My Favorite 10 Weight Loss Hacks
1. Add meat to everything. Can of chili? Add a pound of cooked ground beef and eat a serving. Can of soup? Add a pound of cooked ground beef or chicken or fish. Any recipe, add more meat. You get the idea. More meat, more protein, more full.
2. Buy a sandwich from a gas station, remove the cheese, and add a full serving of turkey slices to it. Then cut it in half and eat half that sandwich for a meal.
3. Still hungry after a meal? Eat more meat. Eat as much as you want or can to fill up. It’s the best choice among all macronutrients for the reasons I listed above. Avoid making foods high in carbohydrates, fats, or alcohol the bulk of any meal.
4. Fast food should be a chicken roaster, cans of tuna (yes cans — 30g per meal), hardboiled eggs, premade sandwich (with added meat, see above). Avoid those Protein Packs with nuts and cheese because they have more fat or carbohydrates than protein. Don’t believe “protein” on any label. Read the nutrition label.
5. If you insist on eating from a fast-food drive through, buy only the sandwich not a meal. Remove the sauce, cheese, and maybe one of the buns. You won’t be full but, you know, too bad. I admit, we all do sooner-or-later because it’s convenient, so eat some turkey or chicken slices when you get home.

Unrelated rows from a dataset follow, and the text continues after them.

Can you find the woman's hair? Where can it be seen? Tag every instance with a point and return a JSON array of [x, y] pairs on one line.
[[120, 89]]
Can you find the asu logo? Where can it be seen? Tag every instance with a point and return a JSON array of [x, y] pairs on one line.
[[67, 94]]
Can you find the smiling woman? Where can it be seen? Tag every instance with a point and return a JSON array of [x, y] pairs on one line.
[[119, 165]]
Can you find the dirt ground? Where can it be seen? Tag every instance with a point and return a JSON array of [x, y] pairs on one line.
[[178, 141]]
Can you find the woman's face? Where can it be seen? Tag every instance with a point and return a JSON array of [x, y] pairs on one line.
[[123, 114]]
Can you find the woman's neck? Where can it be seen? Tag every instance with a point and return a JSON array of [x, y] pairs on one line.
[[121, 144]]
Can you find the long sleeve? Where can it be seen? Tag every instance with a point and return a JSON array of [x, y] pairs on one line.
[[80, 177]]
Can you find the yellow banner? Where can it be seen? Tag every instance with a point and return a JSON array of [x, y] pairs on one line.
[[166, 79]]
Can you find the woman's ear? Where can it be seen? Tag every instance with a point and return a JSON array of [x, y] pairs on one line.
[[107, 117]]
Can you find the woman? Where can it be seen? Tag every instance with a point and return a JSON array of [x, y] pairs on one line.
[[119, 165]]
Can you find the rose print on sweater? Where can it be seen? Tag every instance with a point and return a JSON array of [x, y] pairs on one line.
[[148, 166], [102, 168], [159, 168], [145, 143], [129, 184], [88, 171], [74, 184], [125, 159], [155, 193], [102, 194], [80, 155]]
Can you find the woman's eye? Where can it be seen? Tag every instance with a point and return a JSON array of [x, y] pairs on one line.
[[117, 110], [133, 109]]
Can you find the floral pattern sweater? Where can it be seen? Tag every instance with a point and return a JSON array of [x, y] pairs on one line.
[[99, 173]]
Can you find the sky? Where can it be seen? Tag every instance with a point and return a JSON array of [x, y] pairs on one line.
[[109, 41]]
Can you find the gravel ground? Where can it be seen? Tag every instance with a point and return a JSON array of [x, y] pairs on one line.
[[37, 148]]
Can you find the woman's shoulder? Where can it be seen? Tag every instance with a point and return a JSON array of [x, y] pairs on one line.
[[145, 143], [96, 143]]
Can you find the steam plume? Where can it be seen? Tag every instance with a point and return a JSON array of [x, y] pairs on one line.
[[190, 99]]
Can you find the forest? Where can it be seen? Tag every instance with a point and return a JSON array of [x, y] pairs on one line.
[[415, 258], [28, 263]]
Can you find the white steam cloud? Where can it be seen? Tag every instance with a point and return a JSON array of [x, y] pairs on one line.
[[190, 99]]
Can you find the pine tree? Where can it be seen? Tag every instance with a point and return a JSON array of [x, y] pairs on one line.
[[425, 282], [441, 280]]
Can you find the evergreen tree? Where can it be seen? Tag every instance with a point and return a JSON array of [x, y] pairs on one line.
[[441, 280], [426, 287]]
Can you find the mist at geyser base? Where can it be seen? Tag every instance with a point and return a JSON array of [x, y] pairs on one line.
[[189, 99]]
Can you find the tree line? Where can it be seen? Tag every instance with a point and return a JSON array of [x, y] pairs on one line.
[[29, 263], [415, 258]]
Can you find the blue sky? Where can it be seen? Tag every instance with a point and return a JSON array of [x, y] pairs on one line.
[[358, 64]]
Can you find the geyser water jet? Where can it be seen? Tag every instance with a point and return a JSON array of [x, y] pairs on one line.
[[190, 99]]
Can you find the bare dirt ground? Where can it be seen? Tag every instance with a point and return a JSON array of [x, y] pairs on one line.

6. Drink coffee with added protein drink. If you use cream, choose a better version — protein drink. I’ll finish half a pot of coffee and a 30g shake by 10am. If you require sugar, use a sugar substitute instead.
7. Give up any food or drink that has sugar in it or to which you add sugar to make palatable. Feeding yourself sugar by any name (corn syrup, sucrose, dextrose, agave — basically anything that has only carbohydrate calories) will make it difficult to ever be satisfied with whole foods. If you eat sugar every day, you will fail at weight loss. Sugar substitutes have some detractors, but the science says it’s safe, and it works better for most people than sugars.

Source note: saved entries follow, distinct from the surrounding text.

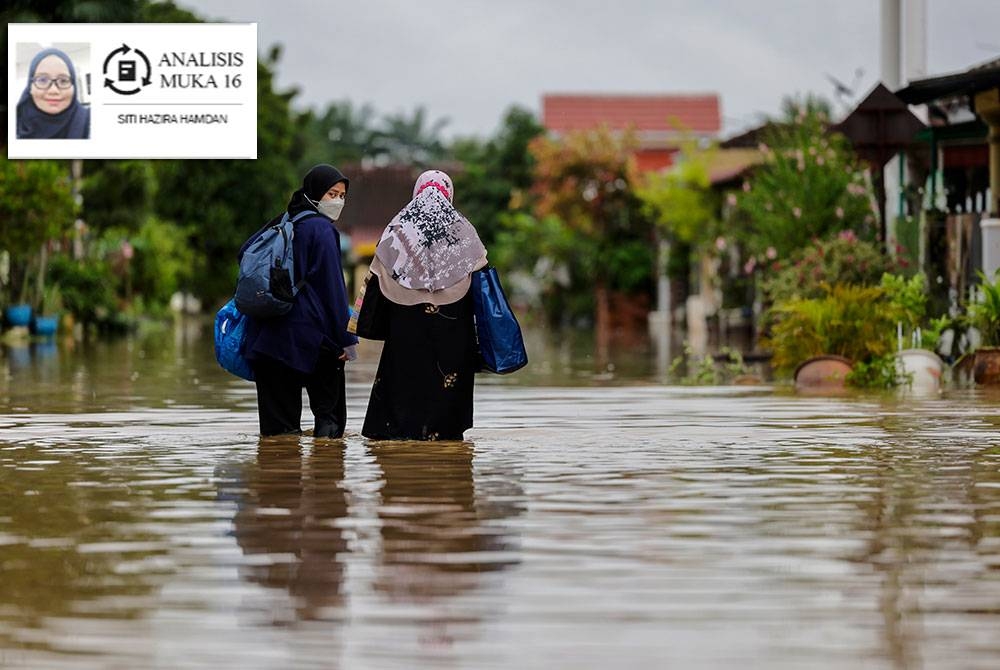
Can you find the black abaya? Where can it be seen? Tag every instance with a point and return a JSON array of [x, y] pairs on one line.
[[424, 384]]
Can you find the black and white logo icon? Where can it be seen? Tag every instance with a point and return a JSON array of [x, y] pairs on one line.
[[122, 70]]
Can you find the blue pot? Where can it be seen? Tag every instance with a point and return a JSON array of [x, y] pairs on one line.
[[45, 325], [18, 315]]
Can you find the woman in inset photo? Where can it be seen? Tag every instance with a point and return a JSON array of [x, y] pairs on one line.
[[50, 106]]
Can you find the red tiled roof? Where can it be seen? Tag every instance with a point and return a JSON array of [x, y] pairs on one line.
[[695, 113]]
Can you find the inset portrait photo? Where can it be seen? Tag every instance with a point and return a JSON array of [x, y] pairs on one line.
[[55, 102]]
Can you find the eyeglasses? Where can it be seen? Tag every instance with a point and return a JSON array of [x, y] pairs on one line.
[[43, 82]]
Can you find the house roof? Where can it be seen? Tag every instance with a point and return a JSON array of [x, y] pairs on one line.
[[698, 113], [979, 78], [728, 165]]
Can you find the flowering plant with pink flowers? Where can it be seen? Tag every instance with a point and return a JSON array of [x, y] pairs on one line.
[[810, 186]]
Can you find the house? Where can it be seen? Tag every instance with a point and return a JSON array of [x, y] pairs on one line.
[[659, 121], [963, 139]]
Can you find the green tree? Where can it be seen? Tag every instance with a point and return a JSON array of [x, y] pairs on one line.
[[683, 207], [118, 194], [496, 174], [36, 205], [810, 186], [584, 180]]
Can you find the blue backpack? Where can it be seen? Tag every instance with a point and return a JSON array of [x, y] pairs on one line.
[[264, 289], [230, 330]]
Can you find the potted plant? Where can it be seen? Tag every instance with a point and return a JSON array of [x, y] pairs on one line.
[[822, 340], [918, 364], [46, 321], [984, 316]]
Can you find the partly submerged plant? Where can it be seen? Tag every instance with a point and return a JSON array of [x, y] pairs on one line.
[[855, 322], [984, 315]]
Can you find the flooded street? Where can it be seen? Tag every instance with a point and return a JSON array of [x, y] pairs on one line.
[[591, 520]]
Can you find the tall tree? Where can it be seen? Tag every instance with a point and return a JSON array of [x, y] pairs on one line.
[[496, 172], [585, 179], [810, 186]]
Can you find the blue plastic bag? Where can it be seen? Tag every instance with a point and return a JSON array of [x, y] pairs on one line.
[[230, 329], [501, 346]]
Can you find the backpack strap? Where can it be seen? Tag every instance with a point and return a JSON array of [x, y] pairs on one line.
[[295, 219]]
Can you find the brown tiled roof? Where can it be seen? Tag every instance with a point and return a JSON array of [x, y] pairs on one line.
[[697, 113]]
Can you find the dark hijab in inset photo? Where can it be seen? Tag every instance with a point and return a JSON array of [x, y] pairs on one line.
[[315, 184], [32, 123]]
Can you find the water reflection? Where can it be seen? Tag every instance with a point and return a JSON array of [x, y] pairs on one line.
[[436, 541], [289, 522], [591, 524], [70, 546]]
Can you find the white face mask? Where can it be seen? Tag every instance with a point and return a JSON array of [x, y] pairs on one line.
[[331, 208]]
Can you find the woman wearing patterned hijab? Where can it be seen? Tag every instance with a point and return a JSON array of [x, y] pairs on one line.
[[418, 293], [49, 107]]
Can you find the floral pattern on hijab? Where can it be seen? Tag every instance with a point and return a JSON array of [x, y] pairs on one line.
[[435, 179], [430, 245]]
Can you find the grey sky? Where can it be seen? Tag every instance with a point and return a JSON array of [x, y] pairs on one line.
[[468, 60]]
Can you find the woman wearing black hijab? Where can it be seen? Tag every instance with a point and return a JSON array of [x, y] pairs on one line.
[[307, 347], [49, 107]]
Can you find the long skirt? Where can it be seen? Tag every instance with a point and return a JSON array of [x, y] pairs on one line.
[[424, 384]]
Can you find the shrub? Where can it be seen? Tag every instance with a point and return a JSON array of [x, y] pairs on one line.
[[840, 260], [856, 322]]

8. Don’t waste your time on any protein source that has less than 25g of protein. It’s a gimmick. Target 30g protein per meal/snack.
9. If you exercise (and you should) don’t waste your time on moderate exercise or aerobic/cardio based. Walking is a good thing to do, but don’t call it exercise in this context. Regular bouts of moderate exercise (things like hour-long aerobic classes, cycling, jogging) reduce lean muscle and makes you hungrier. High intensity exercise will reduce hunger. Don’t believe me? Besides the very good science, just recall the construction workers you see. They are working all day and often in the heat, yet most are as fat as the rest of us. Their very physical all-day moderate intensity exercise does nothing for their weight loss and only stimulates them to eat gobs of fast food. Incidentally, aerobic exercise can improve lean mass but only if you’re doing it at high intensities that very few of your classes are doing.
10. Go to bed early. Seriously. Besides the fact that sleep helps your metabolism in every way, you will avoid the insulin spike. Around 7pm is a natural insulin release time for most of us. Insulin is a good and important hormone, despite all the bad press. It’s necessary to build anything in your body, whether fat or muscle. When it’s highest, it’s building. That means if you eat fats and carbohydrates at night, you’re more likely to build fat. But this is also why athletes often consume a slow-release protein (casein) at night to have their bodies constantly adding and not losing muscle.
There you go.
These are ten hacks I have used for over a decade to lose almost 100 pounds and keep it off. I’ve been sharing them with clients and friends, and I hope you find them helpful.